What if God said that to the first frog couple, Jim and Bonnie?

What would happen if all the eggs of one pair of frogs lived and became parents, too? What if all the subsequent generations were fruitful and multiplied?

I did the math, and within a few years, this became the stuff of a Stephen King novel.

Let’s say Jim woos Bonnie with his deep-throbbing croak, and after a nice meal, they get down to business. Assume Bonnie is a common North American frog, and after 1 to 3 weeks (depending on the water temperature), she spews out 3,000 eggs. It could range from 1,000 to 6,000, but Bonnie is a thoroughly average frog. She’s not an underachiever and not a showoff.

Now, if all these tadpoles also listened to the Almighty, each female would produce 3,000 tadpoles yearly.

And this keeps going for years.

We’ve got to acknowledge that frogs only live a few years.

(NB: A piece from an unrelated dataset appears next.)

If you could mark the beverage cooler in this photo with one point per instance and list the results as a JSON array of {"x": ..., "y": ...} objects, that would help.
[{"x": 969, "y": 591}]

So, each mating pair only has babies for 2 years before they succumb to the inevitable and move on to that great swamp in the sky.

In 5 years, there will be about 15.238 quintillion frogs. Minus a few Kermits that got hit by cars.

If each frog is 2 inches tall and you stack them all up (you might need some super glue, which seems gruel but still kinder than a huge frog kabab), the pile would be a hair over 481 quadrillion miles tall, or about 81.82 light years.

If you kept stacking those bad boys for two more years, you could go back and forth to the nearest galaxy nine million times.

After another year, you could cross the entire universe almost 3 times.

Ok, it’s silly to stack frogs. So, what if they just stayed on Earth?

That would be a housing crisis of biblical proportions. In 6 years, every square inch of dry land would be covered with a pile of 199 frogs. In the following year, the mound will be 4.7 miles high.

Enough about frogs.

God only spoke to Adam and Eve.

If the human population continues to grow at the rate it has for the last 70 years, by 2095, there will be 22.9 billion of us. Now, that’s way too many, but if you stacked us all up, we would only get 25.5% of the way to the sun.